You can do it now, that’s the biggest thing. You can do it. You can play football, cricket, rugby union and rugby league. The things that I couldn’t do. You can play it, you can commentate on it, you can report on it. Work hard… there will be an element of self-belief. I needed to learn, to persuade myself I could do the job before I’d ever put my head above the parapet and tell somebody else I could do it. But, believe it. Enjoy it. Sport is fantastic and its good fun.
AM: How did your job change during Covid?
It stopped. I had a period of ‘this has stopped,’ ‘this isn’t happening.’ I’d be rolled out to go ‘Oh, another thing’s gone.’ There was no sport. But – I’ve never been prouder to work for BBC Look North than in those opening weeks and months of Covid. We were a team of people who couldn’t do what we usually did, couldn’t tell the stories the way you normally tell them, so we found a whole new way of making television, a whole new way of reflecting what communities were doing, and I did news. I’d be rolled out to do live stuff.
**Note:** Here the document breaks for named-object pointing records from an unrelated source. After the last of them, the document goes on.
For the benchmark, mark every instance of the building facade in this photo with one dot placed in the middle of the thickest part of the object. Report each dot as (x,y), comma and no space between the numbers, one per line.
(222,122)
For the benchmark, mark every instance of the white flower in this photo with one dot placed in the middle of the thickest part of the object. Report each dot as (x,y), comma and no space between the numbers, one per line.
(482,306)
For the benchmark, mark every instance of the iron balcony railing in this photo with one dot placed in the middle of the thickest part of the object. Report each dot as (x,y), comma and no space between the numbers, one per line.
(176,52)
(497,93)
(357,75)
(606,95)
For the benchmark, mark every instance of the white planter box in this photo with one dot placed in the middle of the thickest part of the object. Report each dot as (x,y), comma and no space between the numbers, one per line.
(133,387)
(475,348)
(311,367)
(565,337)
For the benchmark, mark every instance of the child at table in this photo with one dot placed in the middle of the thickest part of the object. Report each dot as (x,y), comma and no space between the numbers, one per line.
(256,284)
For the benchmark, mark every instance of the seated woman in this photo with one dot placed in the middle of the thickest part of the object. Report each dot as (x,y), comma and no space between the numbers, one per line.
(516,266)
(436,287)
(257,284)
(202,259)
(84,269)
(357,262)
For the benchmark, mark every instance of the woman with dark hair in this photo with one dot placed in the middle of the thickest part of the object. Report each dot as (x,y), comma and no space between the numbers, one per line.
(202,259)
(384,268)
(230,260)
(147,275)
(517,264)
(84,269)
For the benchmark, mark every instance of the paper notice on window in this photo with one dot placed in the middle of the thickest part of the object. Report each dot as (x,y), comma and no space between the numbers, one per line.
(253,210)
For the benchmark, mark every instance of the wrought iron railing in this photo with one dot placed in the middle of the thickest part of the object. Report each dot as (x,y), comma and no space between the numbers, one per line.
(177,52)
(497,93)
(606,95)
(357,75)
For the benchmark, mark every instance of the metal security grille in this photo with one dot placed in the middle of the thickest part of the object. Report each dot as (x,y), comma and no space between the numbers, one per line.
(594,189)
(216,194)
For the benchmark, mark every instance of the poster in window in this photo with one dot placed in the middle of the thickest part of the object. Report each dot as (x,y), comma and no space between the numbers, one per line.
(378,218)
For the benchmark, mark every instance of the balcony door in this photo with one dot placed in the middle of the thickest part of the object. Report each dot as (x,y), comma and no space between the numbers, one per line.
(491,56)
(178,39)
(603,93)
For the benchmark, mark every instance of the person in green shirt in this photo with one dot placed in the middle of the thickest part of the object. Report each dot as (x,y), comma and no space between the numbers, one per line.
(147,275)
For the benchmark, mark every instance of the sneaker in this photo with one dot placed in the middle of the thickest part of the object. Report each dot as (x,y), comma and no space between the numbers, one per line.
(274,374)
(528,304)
Ultimately the Super League Show was one of the first sports programmes to come back, but we were still doing sport in totally empty stadia.
DA: Following the rugby league world cup, do you think more people will watch the women’s game?
If you look at women’s football there was a real lag between the TV viewing audiences and the crowds. So its only this season, since winning the Euros in front of millions of people on telly, and a lot of people turning up to watch the group games, that you’ve got people in to the grounds regularly [for the WSL]. So I think that rugby league will have that lag. Also rugby league is suffering from a lack of money which is not helping. We are in this period where we are ‘reimagining’ the game, but I don’t know what the strategy is or if there is a strategy for the women’s game. It’s certainly stronger; there were three really strong teams this year and three below them so you will end up with at least six really solid teams eventually. I think the appetite is there and I think what [the women’s game] does is it brings a younger crowd. The women’s game brings families there a lot more and rugby league does have a problem with an ageing audience.
I think they need to look and see what the strategy is. I hope they do this with the wheelchair game too… I hope people like you will push them and push that message. They’ve got to get people through the gates. If you watch on TV and it lacks that ‘uumph’ of a crowd you’re not going to be grabbed.